Google has confirmed that its Chrome browser is under attack again, with a new emergency update issued to address a critical vulnerability (CVE-2025-6554). The US cyber defence agency, CISA, has also mandated federal employees update or stop using Chrome by July 23.
The fix relates to a type confusion vulnerability in the V8 Javascript engine that could allow a remote attacker to perform arbitrary read/write operations via a crafted HTML page. Visiting the wrong website can put users at risk.
Google discovered the vulnerability just five days before releasing a patch, highlighting its urgency. The attack is likely to be highly targeted, using specialized websites and social media to deploy attacks. As it’s now public domain, the risks are high, and attackers may deploy it before the fix is widely available.
This marks the fourth zero-day exploit of this year, underscoring the importance of keeping all browsers updated.
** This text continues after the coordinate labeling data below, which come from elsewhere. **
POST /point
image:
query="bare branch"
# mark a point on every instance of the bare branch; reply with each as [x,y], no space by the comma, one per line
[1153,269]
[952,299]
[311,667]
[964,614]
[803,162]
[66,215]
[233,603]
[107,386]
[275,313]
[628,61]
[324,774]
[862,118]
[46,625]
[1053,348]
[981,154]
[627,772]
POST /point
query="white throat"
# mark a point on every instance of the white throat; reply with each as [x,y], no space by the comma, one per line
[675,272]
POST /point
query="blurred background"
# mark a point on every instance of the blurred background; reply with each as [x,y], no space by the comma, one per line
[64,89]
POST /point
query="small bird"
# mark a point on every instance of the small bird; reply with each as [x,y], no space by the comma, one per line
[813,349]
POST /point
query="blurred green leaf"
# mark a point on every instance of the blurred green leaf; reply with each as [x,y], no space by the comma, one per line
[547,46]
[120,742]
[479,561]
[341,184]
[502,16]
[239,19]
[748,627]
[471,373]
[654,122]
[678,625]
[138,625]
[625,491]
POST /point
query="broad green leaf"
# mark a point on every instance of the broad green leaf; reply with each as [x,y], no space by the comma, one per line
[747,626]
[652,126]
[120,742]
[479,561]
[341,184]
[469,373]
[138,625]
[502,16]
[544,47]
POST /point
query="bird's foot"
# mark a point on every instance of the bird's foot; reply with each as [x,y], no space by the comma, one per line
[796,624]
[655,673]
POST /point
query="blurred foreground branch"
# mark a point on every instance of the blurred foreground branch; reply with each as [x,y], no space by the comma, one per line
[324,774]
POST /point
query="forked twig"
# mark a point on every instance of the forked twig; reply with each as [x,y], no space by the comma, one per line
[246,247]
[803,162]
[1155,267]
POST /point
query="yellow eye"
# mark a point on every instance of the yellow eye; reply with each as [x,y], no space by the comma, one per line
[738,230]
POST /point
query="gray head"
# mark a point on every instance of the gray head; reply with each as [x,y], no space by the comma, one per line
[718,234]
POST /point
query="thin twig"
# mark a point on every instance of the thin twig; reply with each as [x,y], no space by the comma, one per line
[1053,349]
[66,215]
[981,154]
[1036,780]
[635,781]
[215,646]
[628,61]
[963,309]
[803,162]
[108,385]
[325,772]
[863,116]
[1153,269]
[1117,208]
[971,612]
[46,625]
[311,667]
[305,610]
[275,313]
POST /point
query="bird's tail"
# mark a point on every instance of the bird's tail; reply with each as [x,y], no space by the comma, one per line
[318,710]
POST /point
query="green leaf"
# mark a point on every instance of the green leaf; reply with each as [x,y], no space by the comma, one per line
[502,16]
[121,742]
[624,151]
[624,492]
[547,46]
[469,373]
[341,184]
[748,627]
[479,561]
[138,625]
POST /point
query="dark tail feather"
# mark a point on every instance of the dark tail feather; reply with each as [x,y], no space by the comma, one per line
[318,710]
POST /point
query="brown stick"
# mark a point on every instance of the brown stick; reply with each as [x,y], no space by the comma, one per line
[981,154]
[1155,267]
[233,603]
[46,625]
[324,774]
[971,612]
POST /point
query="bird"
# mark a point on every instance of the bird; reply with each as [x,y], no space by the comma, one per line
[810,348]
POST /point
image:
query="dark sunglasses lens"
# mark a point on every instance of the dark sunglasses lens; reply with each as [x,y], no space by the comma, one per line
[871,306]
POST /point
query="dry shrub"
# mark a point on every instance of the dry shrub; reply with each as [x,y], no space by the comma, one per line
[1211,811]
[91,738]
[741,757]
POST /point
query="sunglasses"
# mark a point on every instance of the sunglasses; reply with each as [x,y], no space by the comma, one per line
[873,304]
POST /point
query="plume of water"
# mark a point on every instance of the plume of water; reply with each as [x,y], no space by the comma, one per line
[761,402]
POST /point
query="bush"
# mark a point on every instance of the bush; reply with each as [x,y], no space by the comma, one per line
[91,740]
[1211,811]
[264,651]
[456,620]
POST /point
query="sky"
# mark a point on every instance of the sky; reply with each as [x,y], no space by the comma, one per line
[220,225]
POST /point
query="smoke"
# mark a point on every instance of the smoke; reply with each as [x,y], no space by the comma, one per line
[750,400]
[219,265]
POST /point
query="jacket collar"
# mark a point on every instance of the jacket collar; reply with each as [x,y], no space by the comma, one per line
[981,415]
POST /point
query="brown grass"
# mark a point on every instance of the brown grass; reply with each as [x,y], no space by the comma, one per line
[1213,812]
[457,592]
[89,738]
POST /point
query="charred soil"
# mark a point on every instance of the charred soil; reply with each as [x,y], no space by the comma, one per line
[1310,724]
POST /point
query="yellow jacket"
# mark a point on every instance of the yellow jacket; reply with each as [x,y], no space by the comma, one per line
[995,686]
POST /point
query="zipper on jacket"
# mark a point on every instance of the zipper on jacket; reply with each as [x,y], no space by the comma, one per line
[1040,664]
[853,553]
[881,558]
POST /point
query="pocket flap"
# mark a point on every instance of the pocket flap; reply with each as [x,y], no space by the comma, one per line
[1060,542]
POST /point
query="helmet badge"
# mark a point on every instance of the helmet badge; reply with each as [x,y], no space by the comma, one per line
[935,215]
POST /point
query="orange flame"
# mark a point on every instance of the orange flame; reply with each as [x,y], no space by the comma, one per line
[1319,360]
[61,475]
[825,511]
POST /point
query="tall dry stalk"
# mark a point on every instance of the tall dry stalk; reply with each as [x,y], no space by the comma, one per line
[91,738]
The CISA mandate applies to federal agencies but extends to organizations to help manage vulnerabilities and keep pace with threat activity.
Chrome users will see a flag indicating an update has been downloaded; they must restart their browser for the fix to take effect. Incognito tabs may reopen, but unsaved data could be lost. More details on the vulnerability are expected in the coming weeks as Google becomes aware of exploits in the wild.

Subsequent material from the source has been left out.